In 1966, the Lamborghini V12 engine firmly established itself as an all-time legend when it was mounted transversally in a rear-mid position on the P400 Miura: the vehicle for which the term “supercar” was coined.
Everything revolves around the Miura in the latest chapter of the V12 engine’s story, which has powered iconic cars for almost 60 years and come to epitomize the cornerstones of Lamborghini’s DNA: technological innovation, vision and engineering expertise. 2022 is the year of the last pure Lamborghini V12 combustion engine. Mounted in the Aventador Ultimae1, it brings the curtain down on a glorious era ahead of the first hybrid production model in 2023, which will mark the start of the hybridization process at Lamborghini.
Ferruccio Lamborghini: “I like this one: it’ll earn us legendary status”
Less than two years after Lamborghini was founded in 1963, the Sant’Agata Bolognese company was still small but had managed to establish itself solidly at the top end of the tricky grand tourer market, and the 350 GT was being manufactured on a steady basis. Ferruccio Lamborghini was satisfied because he had triumphed in his own personal technical challenge despite rather widespread initial skepticism. Nonetheless, he was dreaming of making an even more stunning car that would take everyone’s breath away. And that is just what happened.
Taking care of the technical side of things were the young engineers Giampaolo Dallara and Paolo Stanzani, who were responsible for development and production at Automobili Lamborghini at the time. A big part in the Miura’s success was – and continues to be – down to its exceptional engine: a 4 liter 60° V12 with 4 Weber 40 IDL 3L carburetors that generated maximum power of 350 CV, 370 CV and 385 CV in the P400, P400S and P400SV models respectively. That was enough to make it the fastest production road car in the world at the time. The outstanding design by Carrozzeria Bertone did the rest and the Miura enjoyed unprecedented sales for a Lamborghini vehicle. The original forecast was for 50 cars to be sold in three years, but in the end the total number reached 763 in seven years, between 1966 and 1973.

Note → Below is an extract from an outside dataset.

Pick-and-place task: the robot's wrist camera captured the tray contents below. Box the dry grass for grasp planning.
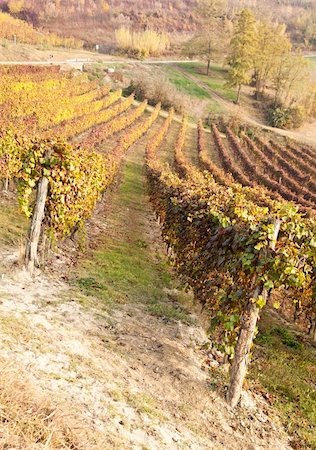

Engineer Paolo Stanzani: a linchpin of the Lamborghini V12 engine
The engineer Paolo Stanzani (1936-2017) was one of the first people to be hired by Ferruccio Lamborghini. Appointed straight after he graduated from the University of Modena, he went on to become one of the most important players in the story of the V12 engine and the Miura. Stanzani was the one who took the V12 engine designed by the engineer Giotto Bizzarrini and made it suitable for serial production and use on the road. In addition, Stanzani was part of the small group of young talents who developed and created the Miura and its cutting-edge technical features. He held various roles at Lamborghini, ranging from Technical Director to Production Manager and General Manager. As well as the Miura, he made crucial contributions to the production of the Countach, Espada and Urraco, the latter of which was his personal favorite.
The Miura was a real star whose iconic appeal lay not only in its looks but also in its “voice”
As soon as it was presented, the Miura became the most sought-after car among film directors. It has appeared in no fewer than 43 movies, often in a starring role. One of the most famous is unquestionably “The Italian Job” in 1969. Lasting more than three minutes, the entire opening sequence is dedicated to Rossano Brazzi driving a P400 Miura as Matt Monro sings “On Days Like These”. The accelerating V12 engine can be heard in the background of the sequence, which has gained cult status in the world of car movies.
The Miura has starred on the covers of dozens of car magazines and other publications. Its first appearance in an international article came in November 1966. The piece in question was in the weekly magazine Autocar and it was by Paul Frère, the Belgian racing driver turned journalist. There is no doubt that the most renowned article was the one written by the English journalist Leonard “LJK” Setright for the British monthly magazine CAR. Divided into two parts, it described the delights of a journey from Sant’Agata Bolognese to London in a P400 Miura.
Putting together a comprehensive list of personalities who have owned a Miura over the years is a tough task. For instance, Little Tony and Rod Stewart both owned more than one; Eddie Van Halen kept his for more than 30 years; and Jay Kay of Jamiroquai still has his today. Other examples of notable Miura owners are the actor Peter Sellers; the model Twiggy; the singers Johnny Hallyday (who made headlines when he crashed his P400 into a tree) and Elton John; the opera singer Grace Bumbry; the jazz musician Miles Davis; the racing driver Jean-Pierre Beltoise; and finally the Shah of Iran, who owned a number of Miuras including one of only four SVJs that were ever made.